简体   繁体   English

Selenium 未找到具有特定类名的所有元素

[英]Selenium Not Locating ALL elements with specific class name

I'm creating a web crawler for Zillow in order to practice using Selenium.我正在为 Zillow 创建一个网络爬虫,以便练习使用 Selenium。 All I'm trying to do is get the price, address, and link to each home, but when I use find_elements_by_class_name() or find_elements_by_css_selector() , it only finds the first 9 elements, when there are many more.我想要做的就是获取每个家的价格、地址和链接,但是当我使用find_elements_by_class_name()find_elements_by_css_selector() ,它只会找到前 9 个元素,而当还有更多元素时。

Normally my selenium works fine.通常我的硒工作正常。 Does anyone know why this occurs?有谁知道为什么会发生这种情况?

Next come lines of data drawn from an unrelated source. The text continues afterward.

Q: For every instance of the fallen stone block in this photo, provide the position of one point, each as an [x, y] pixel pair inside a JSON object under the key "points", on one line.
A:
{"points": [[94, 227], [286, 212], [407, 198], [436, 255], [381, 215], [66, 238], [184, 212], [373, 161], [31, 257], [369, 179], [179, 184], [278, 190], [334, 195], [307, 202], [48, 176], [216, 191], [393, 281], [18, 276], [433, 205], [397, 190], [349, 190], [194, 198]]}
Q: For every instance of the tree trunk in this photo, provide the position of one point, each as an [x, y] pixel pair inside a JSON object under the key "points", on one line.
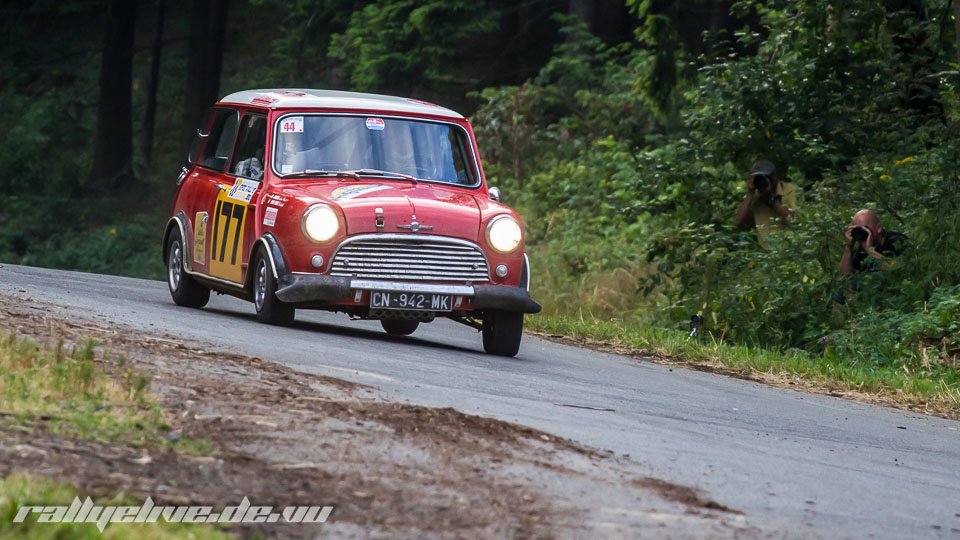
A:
{"points": [[586, 11], [956, 25], [218, 30], [208, 19], [153, 83], [113, 146], [194, 95]]}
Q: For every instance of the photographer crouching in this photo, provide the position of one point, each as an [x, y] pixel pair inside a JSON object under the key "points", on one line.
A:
{"points": [[767, 198], [869, 247]]}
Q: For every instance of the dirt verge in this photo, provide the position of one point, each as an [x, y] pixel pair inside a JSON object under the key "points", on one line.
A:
{"points": [[897, 399], [283, 437]]}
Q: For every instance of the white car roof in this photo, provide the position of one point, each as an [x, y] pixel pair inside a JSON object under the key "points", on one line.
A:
{"points": [[280, 98]]}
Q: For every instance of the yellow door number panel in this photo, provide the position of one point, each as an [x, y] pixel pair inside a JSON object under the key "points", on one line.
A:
{"points": [[226, 246]]}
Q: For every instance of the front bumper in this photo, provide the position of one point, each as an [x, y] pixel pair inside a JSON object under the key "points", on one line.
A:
{"points": [[312, 288]]}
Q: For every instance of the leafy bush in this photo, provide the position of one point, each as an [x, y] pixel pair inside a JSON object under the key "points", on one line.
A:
{"points": [[635, 219]]}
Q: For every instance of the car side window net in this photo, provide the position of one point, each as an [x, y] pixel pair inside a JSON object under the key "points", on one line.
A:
{"points": [[429, 151], [251, 146], [219, 145]]}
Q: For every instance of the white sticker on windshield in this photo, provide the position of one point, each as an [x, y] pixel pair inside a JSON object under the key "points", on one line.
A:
{"points": [[243, 190], [352, 192], [291, 124]]}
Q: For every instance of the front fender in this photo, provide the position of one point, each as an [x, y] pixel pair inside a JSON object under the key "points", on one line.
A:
{"points": [[178, 221], [274, 252]]}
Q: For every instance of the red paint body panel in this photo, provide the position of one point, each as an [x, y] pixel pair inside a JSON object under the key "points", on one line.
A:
{"points": [[452, 211]]}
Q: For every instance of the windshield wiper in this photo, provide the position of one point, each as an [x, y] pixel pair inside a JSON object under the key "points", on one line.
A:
{"points": [[311, 173], [378, 172]]}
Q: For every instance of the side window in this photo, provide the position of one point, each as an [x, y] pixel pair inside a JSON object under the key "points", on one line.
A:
{"points": [[251, 145], [219, 143]]}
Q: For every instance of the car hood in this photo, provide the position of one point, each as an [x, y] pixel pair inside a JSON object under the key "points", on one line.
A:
{"points": [[435, 209]]}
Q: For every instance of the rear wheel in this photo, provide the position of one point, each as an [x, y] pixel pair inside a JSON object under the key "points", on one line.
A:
{"points": [[183, 288], [270, 309], [398, 327], [502, 331]]}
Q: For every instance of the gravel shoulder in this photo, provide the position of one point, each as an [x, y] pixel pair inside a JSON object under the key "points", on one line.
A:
{"points": [[283, 437]]}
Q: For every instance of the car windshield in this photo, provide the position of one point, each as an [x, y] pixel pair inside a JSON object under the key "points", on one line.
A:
{"points": [[429, 151]]}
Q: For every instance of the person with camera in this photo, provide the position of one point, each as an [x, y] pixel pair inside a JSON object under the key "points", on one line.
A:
{"points": [[767, 198], [869, 247]]}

from selenium import webdriver
import time

zillow_url = "https://www.zillow.com/manhattan-new-york-ny/houses/?searchQueryState=%7B%22pagination%22%3A%7B%7D%2C%22usersSearchTerm%22%3A%22Manhattan%2C%20New%20York%2C%20NY%22%2C%22mapBounds%22%3A%7B%22west%22%3A-74.21047920019531%2C%22east%22%3A-73.73669379980468%2C%22south%22%3A40.626191262639644%2C%22north%22%3A40.933477919520115%7D%2C%22regionSelection%22%3A%5B%7B%22regionId%22%3A12530%2C%22regionType%22%3A17%7D%5D%2C%22isMapVisible%22%3Atrue%2C%22filterState%22%3A%7B%22ah%22%3A%7B%22value%22%3Atrue%7D%2C%22beds%22%3A%7B%22min%22%3A0%2C%22max%22%3A0%7D%2C%22price%22%3A%7B%22max%22%3A400000%7D%2C%22mp%22%3A%7B%22max%22%3A1300%7D%7D%2C%22isListVisible%22%3Atrue%2C%22mapZoom%22%3A11%7D"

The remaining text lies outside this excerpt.